2.3.4 INFLUENCE ON POST-WAR RECONSTRUCTION Many British cities had been devasted by German bombing raids and each one of them developed a Post-War plan to rebuild. The extent to which this was required and the quality of the plans drawn up differed considerably across the country. With specific guidance from the MCTP document,22 The Re-Development of Central Areas, they all featured specific components that marked them out as modern. Clearance of certain areas, functional zoning and the addition of ring roads are common to all of them. The plans for Plymouth and Coventry were particularly progressive in their proposals and this was due to the pioneering nature of the local authorities and the personnel involved. Coventry, largely because of the loss of the Cathedral and the fact that is was the first British city to be bombed during the Blitz, was afforded a special status. The plans for the city were widely published in the architectural press from 1941 onwards and were also published internationally. Architectural Design devoted its December 1958 entirely to Coventry and featured the Cathedral. Such thorough and consistent coverage made the city synonymous with pioneering ideas and modern architectural ideals.

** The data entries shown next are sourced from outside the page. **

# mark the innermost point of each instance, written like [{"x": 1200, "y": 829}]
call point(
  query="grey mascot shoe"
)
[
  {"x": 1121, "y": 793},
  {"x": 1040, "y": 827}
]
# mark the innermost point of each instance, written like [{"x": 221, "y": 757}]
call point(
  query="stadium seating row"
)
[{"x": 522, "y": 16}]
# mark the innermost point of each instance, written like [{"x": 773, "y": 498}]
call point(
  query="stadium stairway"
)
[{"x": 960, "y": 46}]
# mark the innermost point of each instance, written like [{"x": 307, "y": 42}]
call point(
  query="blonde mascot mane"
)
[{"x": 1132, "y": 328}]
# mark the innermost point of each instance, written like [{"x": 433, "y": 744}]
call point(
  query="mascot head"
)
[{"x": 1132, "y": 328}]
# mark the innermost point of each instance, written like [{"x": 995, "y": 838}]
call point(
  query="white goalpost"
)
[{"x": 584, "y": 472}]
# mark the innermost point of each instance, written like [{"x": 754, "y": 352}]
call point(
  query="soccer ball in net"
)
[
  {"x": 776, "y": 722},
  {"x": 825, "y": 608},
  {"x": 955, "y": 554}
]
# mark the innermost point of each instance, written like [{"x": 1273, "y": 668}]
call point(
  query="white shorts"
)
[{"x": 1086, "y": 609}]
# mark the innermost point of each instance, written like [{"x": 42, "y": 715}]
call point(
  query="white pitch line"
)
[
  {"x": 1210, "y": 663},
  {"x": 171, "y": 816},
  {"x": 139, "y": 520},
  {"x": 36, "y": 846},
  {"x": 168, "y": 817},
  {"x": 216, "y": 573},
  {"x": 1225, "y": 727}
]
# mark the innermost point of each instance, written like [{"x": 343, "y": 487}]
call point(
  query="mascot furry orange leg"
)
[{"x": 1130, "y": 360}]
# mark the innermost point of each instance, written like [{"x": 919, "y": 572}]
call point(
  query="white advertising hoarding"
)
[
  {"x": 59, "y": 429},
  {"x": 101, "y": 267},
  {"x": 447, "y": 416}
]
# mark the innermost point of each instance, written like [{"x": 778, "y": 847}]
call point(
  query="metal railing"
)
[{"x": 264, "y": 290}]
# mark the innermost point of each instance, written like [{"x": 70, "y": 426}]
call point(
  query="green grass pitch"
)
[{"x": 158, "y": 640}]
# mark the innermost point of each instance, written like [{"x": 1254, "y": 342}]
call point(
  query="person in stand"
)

The relationship between the city and the Cathedral in this regard was vital and Spence’s building, although singled put for criticism by some, had a vital role to play in the promotion of Coventry as a ‘modern’ city.

An International City Coventry’s international reputation, built predominently on its Post-War planning, was also built on its connectivity and solidarity with other war-affected cities worldwide. Stalingrad, the Russian city devastated by the battle which took place between 1942 and 1943 was first to link with Coventry in the first ever twinning of two cities, in 1944. Dresden followed and the two cities forged a link centred around the rebuilding of the Cathedral and the notions of peace and reconcilliation that had emanated from Coventry since the raids. In the manner in which the Cathedral was a focus and a symbol for the re-building of the city, the Cathedral was both a component part of that rebuilding and a talisman of it. The city’s international reputation, built initially on its pioneering Post-War planning, was augmented further by the important links forged through the Cathedral and these are the threads of Coventry’s international standing that have endured.

22 Originally the Ministry of Works (separately the Ministry of Reconstruction), later Works and Planning, then Town and Country Planning. A government department responsible for issuing advice and guidance on planning after the war.